Welcome to our Winter newsletter

World Antimicrobial Awareness Week 2020 #WAAW2020 took place on the 18th to the 24th of November and provided the opportunity to raise global awareness of the dangers of antimicrobial resistance (AMR) and the need for responsible antibiotic use in both human and veterinary medicine. We released the latest Alliance report shortly afterwards. WAAW is a good opportunity for everyone working in the field of AMR to promote their messages, and a number of other relevant reports were published during the week. We’ve put together a round-up of the reports we think you’ll find most useful in our news from elsewhere section.
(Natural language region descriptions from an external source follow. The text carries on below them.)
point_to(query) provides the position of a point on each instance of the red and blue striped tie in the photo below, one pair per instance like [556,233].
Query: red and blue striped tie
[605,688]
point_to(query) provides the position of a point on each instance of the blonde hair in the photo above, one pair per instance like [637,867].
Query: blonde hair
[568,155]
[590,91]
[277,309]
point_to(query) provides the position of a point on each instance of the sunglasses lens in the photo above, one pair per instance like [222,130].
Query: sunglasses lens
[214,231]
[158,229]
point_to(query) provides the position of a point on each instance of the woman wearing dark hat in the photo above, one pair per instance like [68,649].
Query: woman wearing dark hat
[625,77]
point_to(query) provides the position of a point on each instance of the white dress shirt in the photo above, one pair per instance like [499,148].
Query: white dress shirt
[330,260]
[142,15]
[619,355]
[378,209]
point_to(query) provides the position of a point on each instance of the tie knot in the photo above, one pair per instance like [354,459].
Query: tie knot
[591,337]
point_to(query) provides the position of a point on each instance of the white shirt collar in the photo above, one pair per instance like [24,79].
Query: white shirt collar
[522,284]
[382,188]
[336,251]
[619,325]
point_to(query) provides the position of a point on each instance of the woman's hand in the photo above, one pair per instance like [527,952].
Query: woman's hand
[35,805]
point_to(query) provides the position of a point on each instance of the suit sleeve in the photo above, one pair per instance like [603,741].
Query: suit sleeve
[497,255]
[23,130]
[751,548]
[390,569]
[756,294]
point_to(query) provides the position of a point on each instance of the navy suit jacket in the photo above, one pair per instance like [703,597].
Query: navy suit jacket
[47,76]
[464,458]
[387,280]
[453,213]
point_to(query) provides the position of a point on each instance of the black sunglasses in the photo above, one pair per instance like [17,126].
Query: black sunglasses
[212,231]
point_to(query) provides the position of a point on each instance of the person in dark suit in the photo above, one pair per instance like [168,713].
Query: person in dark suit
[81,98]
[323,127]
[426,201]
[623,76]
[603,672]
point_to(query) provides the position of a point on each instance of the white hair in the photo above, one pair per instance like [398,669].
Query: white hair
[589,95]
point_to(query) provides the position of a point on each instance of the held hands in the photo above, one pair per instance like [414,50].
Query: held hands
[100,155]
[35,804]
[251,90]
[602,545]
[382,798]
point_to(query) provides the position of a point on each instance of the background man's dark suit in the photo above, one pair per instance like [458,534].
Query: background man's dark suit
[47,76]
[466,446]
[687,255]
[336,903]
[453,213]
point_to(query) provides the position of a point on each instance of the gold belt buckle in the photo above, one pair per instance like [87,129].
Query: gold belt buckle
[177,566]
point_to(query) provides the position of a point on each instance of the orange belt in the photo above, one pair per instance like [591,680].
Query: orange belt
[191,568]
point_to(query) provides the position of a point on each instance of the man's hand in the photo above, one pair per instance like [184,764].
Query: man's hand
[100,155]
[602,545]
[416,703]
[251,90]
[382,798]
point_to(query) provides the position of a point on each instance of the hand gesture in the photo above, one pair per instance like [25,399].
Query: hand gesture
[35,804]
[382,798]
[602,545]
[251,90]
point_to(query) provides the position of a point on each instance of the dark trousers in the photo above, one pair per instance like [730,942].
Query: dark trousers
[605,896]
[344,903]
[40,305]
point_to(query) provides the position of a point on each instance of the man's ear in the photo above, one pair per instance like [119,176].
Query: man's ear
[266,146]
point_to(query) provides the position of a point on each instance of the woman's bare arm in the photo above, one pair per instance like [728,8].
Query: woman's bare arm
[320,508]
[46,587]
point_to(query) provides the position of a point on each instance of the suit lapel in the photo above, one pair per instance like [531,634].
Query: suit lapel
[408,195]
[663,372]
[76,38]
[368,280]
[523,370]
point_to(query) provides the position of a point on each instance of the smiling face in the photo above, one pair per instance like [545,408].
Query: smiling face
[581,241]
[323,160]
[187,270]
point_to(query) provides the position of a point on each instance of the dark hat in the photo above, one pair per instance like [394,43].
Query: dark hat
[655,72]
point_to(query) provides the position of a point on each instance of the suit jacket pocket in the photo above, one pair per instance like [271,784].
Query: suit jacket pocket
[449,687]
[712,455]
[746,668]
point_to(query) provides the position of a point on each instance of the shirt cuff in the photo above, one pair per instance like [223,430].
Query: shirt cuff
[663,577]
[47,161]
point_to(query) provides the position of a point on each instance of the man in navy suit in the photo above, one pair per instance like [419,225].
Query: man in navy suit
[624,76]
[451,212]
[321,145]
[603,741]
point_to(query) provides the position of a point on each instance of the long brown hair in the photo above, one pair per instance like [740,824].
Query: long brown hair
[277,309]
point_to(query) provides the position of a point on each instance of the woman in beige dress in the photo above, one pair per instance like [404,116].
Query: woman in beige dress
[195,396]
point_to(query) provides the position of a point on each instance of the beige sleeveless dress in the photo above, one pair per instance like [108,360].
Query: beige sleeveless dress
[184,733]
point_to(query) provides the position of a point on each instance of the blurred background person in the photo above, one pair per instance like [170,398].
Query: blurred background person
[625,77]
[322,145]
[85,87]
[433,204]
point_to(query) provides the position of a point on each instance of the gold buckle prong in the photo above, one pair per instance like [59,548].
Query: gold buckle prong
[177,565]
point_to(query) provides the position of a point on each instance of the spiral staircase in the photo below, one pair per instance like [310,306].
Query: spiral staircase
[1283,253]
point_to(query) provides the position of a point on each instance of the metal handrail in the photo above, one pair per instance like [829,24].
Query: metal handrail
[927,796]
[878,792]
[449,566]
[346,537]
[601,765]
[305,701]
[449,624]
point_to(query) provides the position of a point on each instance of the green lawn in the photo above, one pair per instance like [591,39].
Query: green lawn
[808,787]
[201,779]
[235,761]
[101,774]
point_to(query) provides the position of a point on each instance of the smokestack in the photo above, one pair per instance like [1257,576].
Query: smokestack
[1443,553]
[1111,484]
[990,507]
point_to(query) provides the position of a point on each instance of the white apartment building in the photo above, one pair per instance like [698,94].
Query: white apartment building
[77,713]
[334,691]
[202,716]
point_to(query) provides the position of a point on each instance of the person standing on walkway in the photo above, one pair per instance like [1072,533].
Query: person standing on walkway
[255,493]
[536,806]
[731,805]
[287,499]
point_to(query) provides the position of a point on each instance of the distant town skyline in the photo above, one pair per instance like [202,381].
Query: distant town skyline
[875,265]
Looking ahead to the New Year, the Alliance will be holding a webinar on the 4th of March 2021. We welcome you to join us for the discussion. Please save the date in your diaries and watch this space for sign up and registration information.
Wishing you a Happy Holiday Season from all of the Alliance team!

Suzi Shingler,
Campaign Manager, Alliance to Save Our Antibiotics


Our latest report on farm antibiotics & trade deals

The Alliance’s recent focus has been on trade issues. Our new report, ‘Farm antibiotics and trade deals – could UK standards be undermined’ examines farm antibiotic use in the US, Canada, Australia and New Zealand; four countries which are currently in trade negotiations with the UK. Based on the evidence found in this report, we call for the government to take a strong stance against the overuse of farm antibiotics in any trade negotiations.

Our analysis of antibiotics usage across these countries finds that total farm antibiotic use in both the US and Canada is about 5 times higher than in UK livestock, antibiotic use in Australian poultry is over 16 times higher than in UK poultry, and use in pigs is nearly three times higher than in UK pigs.

The report also finds that these four countries all permit feeding some antibiotics to livestock to make them grow faster, a practice which has been illegal across the EU since 2006. Most of the antibiotics used in this way are not currently used in human medicine, although several of them could be used in the future. One growth promoter used in the US, bacitracin, is already used in human medicine in the US. We also find that these countries all permit the use of hormone growth-promoting implants in cattle, and that a high-priority critically important antibiotic is frequently included in these implants to prevent infection at the implant site.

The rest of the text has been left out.